I think I first read Aldo Leopold’s A Sand County Almanac when I was in high school. I took a science elective course in Ecology which turned out to be one of the best classes I’ve ever taken. Shamefully, I can’t remember the teacher’s name, but I’m wondering if he took a clue from Leopold in the way he conducted the class. Sure, we had to read a textbook and understand principles of ecology, but regularly he took us out in to the prairies, the forests, the marshes and bogs so we could experiences the ecosystems up close and personal. He was encyclopedic in his ability to identify the flora around us; he shared that knowledge with us and taught us, as well, the wisdom of being on a first-name basis with the plants and animals.
The first part of A Sand County Almanac is like that. Leopold was a forester, working in the early stages of his career for the U.S. Forest Service in the teens and twenties. He eventually went on to teach at the University of Wisconsin where the university established a chair in game management for him. While he was at Madison, he bought a farm and spent weekends and summers there.
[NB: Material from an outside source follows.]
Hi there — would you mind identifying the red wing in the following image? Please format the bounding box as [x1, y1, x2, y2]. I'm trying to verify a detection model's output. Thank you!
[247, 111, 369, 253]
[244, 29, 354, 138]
He chronicles the natural life of his farm, month by month, isolating, identifying and commenting on the birds or mammals or plants or trees, their behavior, their place in the ecosystem, and how it’s all interconnected.
I’ve found that familiarity with what’s around me in the natural world to be important to my own sense of connectedness with the natural world. It somehow seems to make a difference to be able to walk in the woods and recognize a Bloodroot or a May Apple. My sense of kinship with creation is enhanced when I can tell the difference between a hickory tree and a red oak. There is no joy like the joy of recognition.
Included in most editions of A Sand County Almanac is a collection of essays on a variety of topics related to the care of the natural world. As many times as I’ve read the the almanac, I don’t know that I’ve ever read the essays. I had no idea what I was missing. I found his words, written in the 1940’s for the most part, to be both wonderfully and troublingly prophetic. He foresaw both aspects and root causes of the crisis we now call climate change.
Among the many pertinent observations, one of them struck me as important for the contemporary crisis. He references a scene in the Greek tragedy, The Odyssey; Odysseus comes home and hangs on a single rope a dozen slave girls whom he suspected of misbehaving while he was gone. The Greeks had a highly developed moral code, but his action was still regarded as within the bounds of proper behavior because the servants were seen as property, chattel to be done away with or not depending on expediency.
He goes on to use this scene as an analogy for the relationship of human beings to the land. As long as we regard the earth and resources as property, we will continue to see our home as things to be used or not depending on what we need or want.
Our entitlement attitudes are so deeply entrenched; our environmentally abusive behaviors are so woven into the fabric of our lives. We continue to behave towards the land as if its a commodity, something solely for the sake of our own utilization. We’ve tended to view the use of resources purely in economic terms. What’s there is ours to use as long as its furthering the advance of human progress. Humankind is the one species that has the capability to radically alter the created world. Over the millennia, we have forged out a pretty life for ourselves, all things considered. But with all the advances we’ve made in technology, the one aspect of wisdom that we do not seem to have developed is restraint.
Barry Lopez eloquently comments on the same theme in his classic, Arctic Dreams:
Because mankind [sic] can circumvent evolutionary law, it is incumbent upon him. . .to develop another law to abide by if he wishes to survive, to not outstrip his food base. He must derive some other way of behaving toward the land. He must be more attentive to the biological imperatives of the system of sun-driven protoplasm upon which he, too, is still dependent. Not because he must, because he lacks inventiveness, but because herein is the accomplishment of the wisdom that he has aspired to. Having taken on his own destiny, he must now think with critical intelligence about where to defer.
I’m acutely interested in the environmental crisis from the standpoint of faith. Is it possible for the church to have a role in changing behavior? From a theoretical and theological standpoint, the answer ought to be “yes.” The earth and it’s resources is yet one more gift of a loving and gracious God, given or our use and enjoyment, but also given with the responsibility to care for it well.
In faith communities, we’re used to talking about restraint for the sake of our human neighbors. We give up some of our money, for instance, to care for the poor. This is an exercise of restraint. We don’t spend all we can so that we can share with others.
We’re not so used to talking about restraint when it comes to how we care for the earth. We do because we can. But it’s a value and a practice whose time has come, a way of living that we’ve got to embrace. We are all connected. We exist in a relationship with the world around us and it’s time to start seeing and talking about our place in relational terms. Indigenous peoples have known in and lived it for a long time. In the West, we have mostly lost that sense.
I really do think it’s possible for people and communities of faith to make a difference. After all, relationship is a the heart of who we are and who we live. If God is going to do something new with regard to caring for the earth, then we can start by behaving in a way toward that land that sees our place in relational terms.